Hermès just unloaded its 45 percent stake in Jean Paul Gaultier as it continues its effort to position itself as the "true" luxury maker in a sea of wannabes. With the global luxury market expected to grow by 8 percent this year, the company’s exclusivity strategy seems to be working. Operating profit at Hermès rose 44 percent to 668.2 million euros in full-year operating profit, beating analysts’ expectations. Sales rose 25 percent to 2.4 billion euros.

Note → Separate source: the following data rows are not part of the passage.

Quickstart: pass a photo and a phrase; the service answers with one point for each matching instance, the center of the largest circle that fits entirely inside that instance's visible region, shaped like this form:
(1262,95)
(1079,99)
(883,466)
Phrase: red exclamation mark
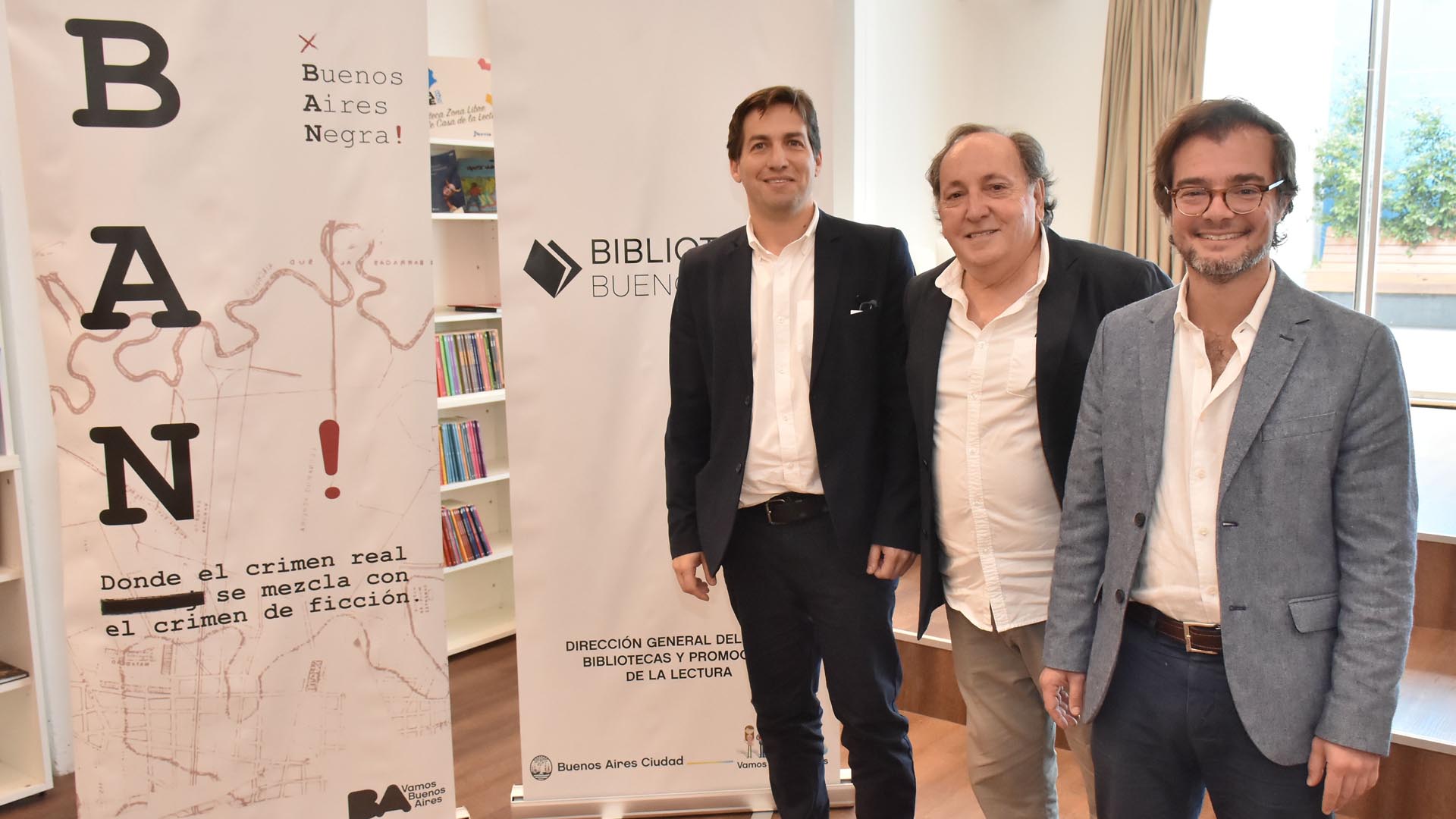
(329,441)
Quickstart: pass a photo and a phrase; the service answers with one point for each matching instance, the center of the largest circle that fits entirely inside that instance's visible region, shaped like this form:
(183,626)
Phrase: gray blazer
(1316,509)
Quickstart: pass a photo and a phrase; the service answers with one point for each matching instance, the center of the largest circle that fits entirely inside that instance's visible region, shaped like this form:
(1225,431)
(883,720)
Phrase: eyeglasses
(1239,199)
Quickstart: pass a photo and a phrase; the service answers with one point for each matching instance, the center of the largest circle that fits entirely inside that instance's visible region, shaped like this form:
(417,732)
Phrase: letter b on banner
(99,74)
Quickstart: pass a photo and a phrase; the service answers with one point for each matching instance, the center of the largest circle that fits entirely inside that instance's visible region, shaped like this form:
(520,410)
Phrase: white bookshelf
(479,595)
(25,755)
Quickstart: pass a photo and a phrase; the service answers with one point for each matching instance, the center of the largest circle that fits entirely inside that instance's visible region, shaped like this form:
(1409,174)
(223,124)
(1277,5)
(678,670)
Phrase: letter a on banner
(136,242)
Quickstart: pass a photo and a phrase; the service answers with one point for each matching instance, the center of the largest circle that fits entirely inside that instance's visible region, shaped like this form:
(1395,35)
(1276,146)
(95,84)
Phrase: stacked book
(469,362)
(463,535)
(460,457)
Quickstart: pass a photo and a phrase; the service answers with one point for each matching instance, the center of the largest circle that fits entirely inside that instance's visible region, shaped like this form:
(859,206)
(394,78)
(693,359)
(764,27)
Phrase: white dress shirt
(1178,570)
(783,457)
(998,512)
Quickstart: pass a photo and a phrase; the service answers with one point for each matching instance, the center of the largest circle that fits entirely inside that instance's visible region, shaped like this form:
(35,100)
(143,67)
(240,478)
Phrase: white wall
(34,430)
(927,66)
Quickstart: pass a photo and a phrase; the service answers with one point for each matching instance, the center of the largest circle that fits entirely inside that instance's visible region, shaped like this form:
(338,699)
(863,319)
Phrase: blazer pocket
(1315,614)
(1293,428)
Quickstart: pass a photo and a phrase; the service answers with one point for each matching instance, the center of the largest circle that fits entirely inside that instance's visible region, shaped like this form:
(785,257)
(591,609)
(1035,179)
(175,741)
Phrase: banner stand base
(756,802)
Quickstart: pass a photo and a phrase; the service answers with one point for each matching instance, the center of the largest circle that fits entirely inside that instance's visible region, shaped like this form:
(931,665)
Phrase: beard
(1222,271)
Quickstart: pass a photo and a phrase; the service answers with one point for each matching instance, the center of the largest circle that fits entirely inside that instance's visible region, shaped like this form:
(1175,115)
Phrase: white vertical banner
(612,123)
(228,207)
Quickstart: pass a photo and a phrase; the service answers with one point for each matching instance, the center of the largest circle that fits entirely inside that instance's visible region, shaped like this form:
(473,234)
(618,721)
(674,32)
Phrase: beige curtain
(1153,66)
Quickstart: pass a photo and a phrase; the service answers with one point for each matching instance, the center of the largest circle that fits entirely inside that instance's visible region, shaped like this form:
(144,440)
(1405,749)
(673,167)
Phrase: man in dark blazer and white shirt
(999,340)
(791,460)
(1235,577)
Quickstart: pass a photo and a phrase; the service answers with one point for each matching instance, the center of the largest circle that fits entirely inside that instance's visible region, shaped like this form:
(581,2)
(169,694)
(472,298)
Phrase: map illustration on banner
(237,328)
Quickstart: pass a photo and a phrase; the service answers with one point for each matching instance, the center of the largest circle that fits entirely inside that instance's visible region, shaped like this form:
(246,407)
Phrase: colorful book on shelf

With LVMH Looming, CEO of Hermès US Says This Year is All About Craftsmanship
By Leah Bourne
Wednesday, May 4, 2011 Updated at 4:57 PM EST
But that doesn’t mean the hostile takeover aims of LVMH and its CEO Bernard Arnault are ever out of sight. At the March 4th earnings presentation in Paris, Hermès CEO Patrick Thomas famously said of LVMH, “If you want to seduce a beautiful woman, you don’t start by raping her from behind.” Thomas has also said in the past that Hermès family members are "revolted" by LVMH’s stake building. Currently, LVMH controls just over 20 percent of Hermès.
But as the luxury goods maker revealed its remodeled New York Madison Avenue flagship yesterday (designed by Rena Dumas’ firm RDAI, the space boasts a Custom Silk Corner where customers can personalize a Hermès silk scarf), the tone was all about emphasizing the heritage and craftsmanship that the brand provides in comparison to other luxury goods companies -- perhaps a subtle dig at LVMH.
Robert Chavez CEO of Hermès US said, "Our theme this year is all about craftsmanship. The silk screening, for instance, is very labor intensive, but it is something that we have remained true to."
Chavez said, "What sets us apart is the level of quality, the quality really starts at the materials themselves, we only use the finest materials that are available, and then taking those fine materials and using leather craftsman, watch craftsman. It really takes years and years of training to make our products come alive." Most Hermès laborers are based in either Switzerland or France depending on their specialty, according to Chavez.
As for Hermès' long-term game plan, Chavez said, "We remain focused on our strategy which is limited distribution, an unerring commitment to quality and craftsmanship and continuing to provide the best possible service for every customer that comes into our boutiques." That, and clearly keeping one eye on the "wolf in cashmere" LVMH CEO, Arnault.